This week, Safari released version 3.1 with a whole list of new goodies. While everyone was going gaga over the selectors API and native getElementsByClassName(), there was another change that didn’t quite get announced: the overhauled key event system.

Before there was any specification indicating how key events should work, there was a de facto standard. Any key that was pressed down fired a keydown event, and if that key happened to affect textbox input, it would also fire a keypress event immediately after. Internet Explorer has done this for a while. Safari’s previous implementation also fired the keypress event for some non-character keys, such as the arrow keys. This was an error in their implementation; an error that was fixed in Safari 3.1. This immediately led to a rash of complaints against Apple/WebKit for “breaking key events” when, in fact, it was developers who were incorrectly using the events in the first place. The keypress event doesn’t hold any magical powers over the keydown event; for non-character keys, there is was no difference between the two in earlier Safari versions.

Now, to be a good web citizen, I think that Apple/WebKit should have surfaced this change front-and-center to let people know that this change was coming. But really, no web browser does such things currently (it’s an issue that has irked me for some time), so I don’t know that we could expect Safari to start the trend. The focus for each new browser release is always on new features rather than changed features.

I believe the key problem (no pun intended) around key events stems from the DOM. DOM Level 2 originally had a section about key events that prescribed how they should work. That section was later taken out before it became a recommendation, leaving browser vendors without clear guidance on key events. Firefox even erroneously implemented the original DOM Level 2 key events anticipating that it would become part of the specification. Key events didn’t re-emerge until DOM Level 3, and when they did, they were quite different from the de facto standards that browsers had been implementing for years. So no browsers currently support DOM Level 3 events and Safari was just trying to be as compatible as possible with what’s already out there.

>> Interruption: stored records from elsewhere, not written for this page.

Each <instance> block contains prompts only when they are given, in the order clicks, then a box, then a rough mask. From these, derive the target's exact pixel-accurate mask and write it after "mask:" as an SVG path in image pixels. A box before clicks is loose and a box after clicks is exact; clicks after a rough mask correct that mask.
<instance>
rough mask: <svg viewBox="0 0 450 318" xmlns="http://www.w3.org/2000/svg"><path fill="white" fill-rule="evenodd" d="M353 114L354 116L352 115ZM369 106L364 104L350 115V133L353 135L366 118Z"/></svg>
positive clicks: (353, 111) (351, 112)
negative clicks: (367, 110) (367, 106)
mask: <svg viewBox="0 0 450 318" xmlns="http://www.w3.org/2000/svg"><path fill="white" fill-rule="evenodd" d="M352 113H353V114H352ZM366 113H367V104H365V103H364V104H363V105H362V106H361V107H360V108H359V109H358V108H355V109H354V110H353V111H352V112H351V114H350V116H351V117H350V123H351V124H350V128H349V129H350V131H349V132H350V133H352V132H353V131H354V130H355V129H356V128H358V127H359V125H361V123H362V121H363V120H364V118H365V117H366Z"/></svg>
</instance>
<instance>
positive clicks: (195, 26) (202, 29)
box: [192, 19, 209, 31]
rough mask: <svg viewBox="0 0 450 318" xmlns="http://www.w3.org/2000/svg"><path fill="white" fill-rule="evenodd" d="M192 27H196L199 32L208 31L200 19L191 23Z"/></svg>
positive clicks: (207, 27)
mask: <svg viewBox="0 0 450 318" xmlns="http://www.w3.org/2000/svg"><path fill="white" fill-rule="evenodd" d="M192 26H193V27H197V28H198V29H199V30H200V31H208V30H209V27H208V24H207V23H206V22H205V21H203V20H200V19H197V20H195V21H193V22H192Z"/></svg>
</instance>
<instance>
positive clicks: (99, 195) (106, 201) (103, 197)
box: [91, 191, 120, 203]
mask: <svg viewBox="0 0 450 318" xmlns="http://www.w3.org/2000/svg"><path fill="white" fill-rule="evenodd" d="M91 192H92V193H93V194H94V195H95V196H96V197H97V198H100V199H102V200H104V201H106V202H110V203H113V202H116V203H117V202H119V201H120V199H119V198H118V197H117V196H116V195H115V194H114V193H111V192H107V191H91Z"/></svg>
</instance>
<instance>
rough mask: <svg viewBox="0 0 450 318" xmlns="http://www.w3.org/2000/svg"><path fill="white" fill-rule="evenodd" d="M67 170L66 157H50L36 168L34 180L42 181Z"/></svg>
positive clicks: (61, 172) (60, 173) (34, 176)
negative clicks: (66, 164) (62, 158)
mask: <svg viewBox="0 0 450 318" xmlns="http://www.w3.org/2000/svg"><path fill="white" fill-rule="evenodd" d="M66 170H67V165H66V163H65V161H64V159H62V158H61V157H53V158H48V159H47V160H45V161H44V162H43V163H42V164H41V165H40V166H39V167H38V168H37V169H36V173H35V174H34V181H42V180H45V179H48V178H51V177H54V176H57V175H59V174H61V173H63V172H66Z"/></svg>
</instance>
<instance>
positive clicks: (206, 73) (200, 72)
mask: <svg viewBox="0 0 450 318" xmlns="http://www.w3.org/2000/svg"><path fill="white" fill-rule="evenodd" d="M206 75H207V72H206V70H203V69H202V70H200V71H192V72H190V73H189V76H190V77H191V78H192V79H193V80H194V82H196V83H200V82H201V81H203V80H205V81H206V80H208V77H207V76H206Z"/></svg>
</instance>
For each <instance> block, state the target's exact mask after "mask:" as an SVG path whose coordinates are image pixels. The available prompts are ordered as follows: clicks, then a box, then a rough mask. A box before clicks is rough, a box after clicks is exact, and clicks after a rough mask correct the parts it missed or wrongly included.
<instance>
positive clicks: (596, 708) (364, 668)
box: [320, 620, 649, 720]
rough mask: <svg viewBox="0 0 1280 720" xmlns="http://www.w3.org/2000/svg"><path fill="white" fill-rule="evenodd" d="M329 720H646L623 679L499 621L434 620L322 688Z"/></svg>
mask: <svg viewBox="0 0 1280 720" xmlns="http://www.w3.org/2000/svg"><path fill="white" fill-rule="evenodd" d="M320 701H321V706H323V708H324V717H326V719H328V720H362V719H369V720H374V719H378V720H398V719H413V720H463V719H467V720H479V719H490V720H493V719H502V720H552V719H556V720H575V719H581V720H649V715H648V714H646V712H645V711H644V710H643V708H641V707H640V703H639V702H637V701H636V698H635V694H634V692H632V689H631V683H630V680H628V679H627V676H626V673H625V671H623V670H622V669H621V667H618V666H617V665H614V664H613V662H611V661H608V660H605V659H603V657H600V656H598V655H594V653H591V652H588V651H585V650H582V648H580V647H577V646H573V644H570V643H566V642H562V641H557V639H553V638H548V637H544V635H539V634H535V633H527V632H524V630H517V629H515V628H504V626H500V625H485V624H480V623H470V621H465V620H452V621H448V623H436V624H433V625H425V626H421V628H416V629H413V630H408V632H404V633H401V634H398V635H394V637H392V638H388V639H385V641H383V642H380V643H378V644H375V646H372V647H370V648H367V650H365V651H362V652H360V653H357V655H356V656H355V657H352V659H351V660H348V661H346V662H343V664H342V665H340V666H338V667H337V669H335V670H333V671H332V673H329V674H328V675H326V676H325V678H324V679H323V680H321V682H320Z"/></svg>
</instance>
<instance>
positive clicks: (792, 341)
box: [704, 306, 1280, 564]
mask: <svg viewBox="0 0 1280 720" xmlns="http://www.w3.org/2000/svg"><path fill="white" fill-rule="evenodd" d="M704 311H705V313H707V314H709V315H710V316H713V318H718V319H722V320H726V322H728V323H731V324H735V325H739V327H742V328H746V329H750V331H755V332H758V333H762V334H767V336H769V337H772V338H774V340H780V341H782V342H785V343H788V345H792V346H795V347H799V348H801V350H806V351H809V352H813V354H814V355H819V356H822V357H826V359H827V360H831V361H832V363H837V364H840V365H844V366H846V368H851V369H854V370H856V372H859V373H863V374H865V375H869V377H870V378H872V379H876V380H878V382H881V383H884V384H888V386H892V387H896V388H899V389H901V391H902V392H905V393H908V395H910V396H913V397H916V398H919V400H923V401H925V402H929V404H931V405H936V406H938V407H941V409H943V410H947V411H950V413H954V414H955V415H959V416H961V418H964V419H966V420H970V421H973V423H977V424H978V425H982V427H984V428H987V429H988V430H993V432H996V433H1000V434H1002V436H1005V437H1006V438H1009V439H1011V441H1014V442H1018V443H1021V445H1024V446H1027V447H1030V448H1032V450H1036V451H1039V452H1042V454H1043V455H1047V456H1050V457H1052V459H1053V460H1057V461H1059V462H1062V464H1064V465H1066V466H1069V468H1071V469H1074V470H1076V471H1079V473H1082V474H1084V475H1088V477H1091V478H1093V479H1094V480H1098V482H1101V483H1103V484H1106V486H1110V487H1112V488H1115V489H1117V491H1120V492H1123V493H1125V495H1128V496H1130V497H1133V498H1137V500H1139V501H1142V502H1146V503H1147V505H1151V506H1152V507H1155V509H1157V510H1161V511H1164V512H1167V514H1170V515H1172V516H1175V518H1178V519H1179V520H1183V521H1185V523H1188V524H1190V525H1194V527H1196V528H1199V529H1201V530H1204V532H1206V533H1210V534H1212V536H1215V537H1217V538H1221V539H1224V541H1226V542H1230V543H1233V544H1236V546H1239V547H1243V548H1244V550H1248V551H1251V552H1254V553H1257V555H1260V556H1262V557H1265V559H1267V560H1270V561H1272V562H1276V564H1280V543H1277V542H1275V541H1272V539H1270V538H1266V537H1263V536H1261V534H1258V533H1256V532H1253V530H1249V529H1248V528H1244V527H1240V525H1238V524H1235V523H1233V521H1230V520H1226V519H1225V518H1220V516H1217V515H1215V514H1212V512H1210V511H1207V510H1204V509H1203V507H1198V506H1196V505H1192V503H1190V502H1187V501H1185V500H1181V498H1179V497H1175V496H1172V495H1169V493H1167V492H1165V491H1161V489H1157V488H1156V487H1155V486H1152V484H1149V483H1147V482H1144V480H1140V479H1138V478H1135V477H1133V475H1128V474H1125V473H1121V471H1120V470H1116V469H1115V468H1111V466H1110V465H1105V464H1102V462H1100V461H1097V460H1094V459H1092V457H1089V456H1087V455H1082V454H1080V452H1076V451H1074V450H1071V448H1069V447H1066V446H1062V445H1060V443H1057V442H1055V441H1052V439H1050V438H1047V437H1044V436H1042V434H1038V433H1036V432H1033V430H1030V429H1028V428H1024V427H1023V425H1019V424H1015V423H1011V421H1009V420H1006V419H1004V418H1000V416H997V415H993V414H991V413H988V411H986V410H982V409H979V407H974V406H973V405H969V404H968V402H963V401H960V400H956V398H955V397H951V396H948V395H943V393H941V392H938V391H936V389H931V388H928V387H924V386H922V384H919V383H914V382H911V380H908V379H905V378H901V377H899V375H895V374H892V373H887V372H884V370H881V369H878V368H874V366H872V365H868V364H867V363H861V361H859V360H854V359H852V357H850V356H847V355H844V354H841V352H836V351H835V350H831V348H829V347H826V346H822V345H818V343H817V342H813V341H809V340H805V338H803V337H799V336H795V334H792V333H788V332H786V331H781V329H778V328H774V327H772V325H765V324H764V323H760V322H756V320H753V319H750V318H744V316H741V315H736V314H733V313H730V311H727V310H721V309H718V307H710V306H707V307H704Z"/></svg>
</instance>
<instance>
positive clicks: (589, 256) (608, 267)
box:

In this situation, blame can be passed around to a number of parties. The bottom line is that if browser vendors want popular sites to work in their browser, they need to better communicate the changes from version to version. I understand that it’s a tough problem to solve but it’s really the only way to move the Web forward.

Disclaimer: Any viewpoints and opinions expressed in this article are those of Nicholas C. Zakas and do not, in any way, reflect those of my employer, my colleagues, Wrox Publishing, O'Reilly Publishing, or anyone else. I speak only for myself, not for them.